The New York Times headlined its story on the event, “New York Buzzes Over a Mayor Mulling a 2020 Bid (Buttigieg, Not de Blasio).” Walzak opined to the Times that while presidential candidate Buttigieg had “a compelling story and message,” de Blasio “has a real record to run on.”
By the way, Walzak has a day job as the NYPD’s deputy commissioner for public information. His actions led some at Police Plaza to wonder whether he serves the NYPD or the mayor’s political agenda. In response to questions, Walzak emailed this: “Let me ask you this question: is this a topic you have decided to include in your next upcoming column or are you in a consideration period?”
The question of Walzak’s priorities is compelling because in the past 40 years or so, the NYPD has prided itself on appearing to be largely free of politics. Because of that, Walzak’s appointment a year ago was controversial.

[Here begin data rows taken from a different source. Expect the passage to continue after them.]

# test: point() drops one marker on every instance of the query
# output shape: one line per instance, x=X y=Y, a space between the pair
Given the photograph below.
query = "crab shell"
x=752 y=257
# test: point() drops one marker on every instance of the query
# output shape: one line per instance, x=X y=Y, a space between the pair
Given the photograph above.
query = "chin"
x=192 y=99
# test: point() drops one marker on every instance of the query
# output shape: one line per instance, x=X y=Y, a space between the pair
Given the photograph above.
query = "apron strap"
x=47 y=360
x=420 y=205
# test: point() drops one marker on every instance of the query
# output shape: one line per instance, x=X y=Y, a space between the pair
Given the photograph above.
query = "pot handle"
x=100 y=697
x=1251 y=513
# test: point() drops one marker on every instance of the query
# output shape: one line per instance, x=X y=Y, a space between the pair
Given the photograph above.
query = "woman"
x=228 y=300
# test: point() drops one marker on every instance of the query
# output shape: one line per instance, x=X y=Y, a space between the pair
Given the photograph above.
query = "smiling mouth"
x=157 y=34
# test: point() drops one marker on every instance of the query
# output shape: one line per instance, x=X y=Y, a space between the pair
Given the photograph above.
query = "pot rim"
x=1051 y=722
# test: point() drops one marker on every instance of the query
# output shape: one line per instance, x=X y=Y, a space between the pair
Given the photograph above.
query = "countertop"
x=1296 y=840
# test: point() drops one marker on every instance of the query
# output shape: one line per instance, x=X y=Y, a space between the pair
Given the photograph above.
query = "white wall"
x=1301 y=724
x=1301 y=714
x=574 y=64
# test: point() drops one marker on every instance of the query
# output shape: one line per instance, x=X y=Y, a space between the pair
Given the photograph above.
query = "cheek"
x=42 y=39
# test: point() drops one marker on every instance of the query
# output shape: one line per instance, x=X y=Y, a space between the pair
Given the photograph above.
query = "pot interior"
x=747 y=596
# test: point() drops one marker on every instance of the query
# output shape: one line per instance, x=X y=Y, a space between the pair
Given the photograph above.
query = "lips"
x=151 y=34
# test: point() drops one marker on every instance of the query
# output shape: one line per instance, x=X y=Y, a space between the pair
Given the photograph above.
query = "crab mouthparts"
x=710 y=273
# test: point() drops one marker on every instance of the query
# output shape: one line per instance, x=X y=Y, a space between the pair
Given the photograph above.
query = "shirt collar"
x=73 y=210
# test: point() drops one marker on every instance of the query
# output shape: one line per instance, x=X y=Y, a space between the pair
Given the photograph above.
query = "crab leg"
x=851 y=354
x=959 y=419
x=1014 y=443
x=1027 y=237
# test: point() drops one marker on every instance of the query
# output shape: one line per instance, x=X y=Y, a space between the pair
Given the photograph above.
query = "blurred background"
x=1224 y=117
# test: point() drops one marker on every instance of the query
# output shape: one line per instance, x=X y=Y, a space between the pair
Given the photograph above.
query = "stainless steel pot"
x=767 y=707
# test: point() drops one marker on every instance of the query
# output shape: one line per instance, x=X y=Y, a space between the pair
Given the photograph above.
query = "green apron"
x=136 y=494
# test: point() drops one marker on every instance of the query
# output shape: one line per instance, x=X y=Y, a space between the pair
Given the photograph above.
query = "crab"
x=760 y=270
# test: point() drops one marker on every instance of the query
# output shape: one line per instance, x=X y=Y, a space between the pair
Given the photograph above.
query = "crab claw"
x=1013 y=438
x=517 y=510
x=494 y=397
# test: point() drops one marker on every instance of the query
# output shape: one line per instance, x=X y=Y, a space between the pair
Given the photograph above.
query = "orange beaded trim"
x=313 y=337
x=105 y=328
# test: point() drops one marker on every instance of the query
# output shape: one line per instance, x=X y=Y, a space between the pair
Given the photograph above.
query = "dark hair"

PBA president Pat Lynch called it a sign “that the de Blasio administration thinks the NYPD’s primary mission is to serve as a political tool . . .”
While it is not uncommon for City Hall to select NYPD spokesmen and women, the best of them served the NYPD while remaining in City Hall’s good graces.
But the relationship between the NYPD and the de Blasio administration differs from past administrations. While de Blasio has basked in the glow of the city’s low crime, many of his actions appear to be critical of NYPD. These include his criticism of a sergeant for fatally shooting an emotionally disturbed woman in the Bronx before an internal investigation was completed, and his attempts to link low crime to his policy of neighborhood policing despite qualitative evidence that it had no more to do with lowering crime than did the NYPD’s stop-and-frisk.
The mayor’s most successful move was selecting Jim O’Neill as NYPD commissioner. A modest man, O’Neill has proved pliant in acquiescing to mayoral appointments like Walzak.
Recently, O’Neill accepted the appointment of Ernest Hart as deputy commissioner for legal matters after City Hall rejected his two choices. Perhaps Hart’s first assignment can be to determine the appropriateness of Walzak’s actions.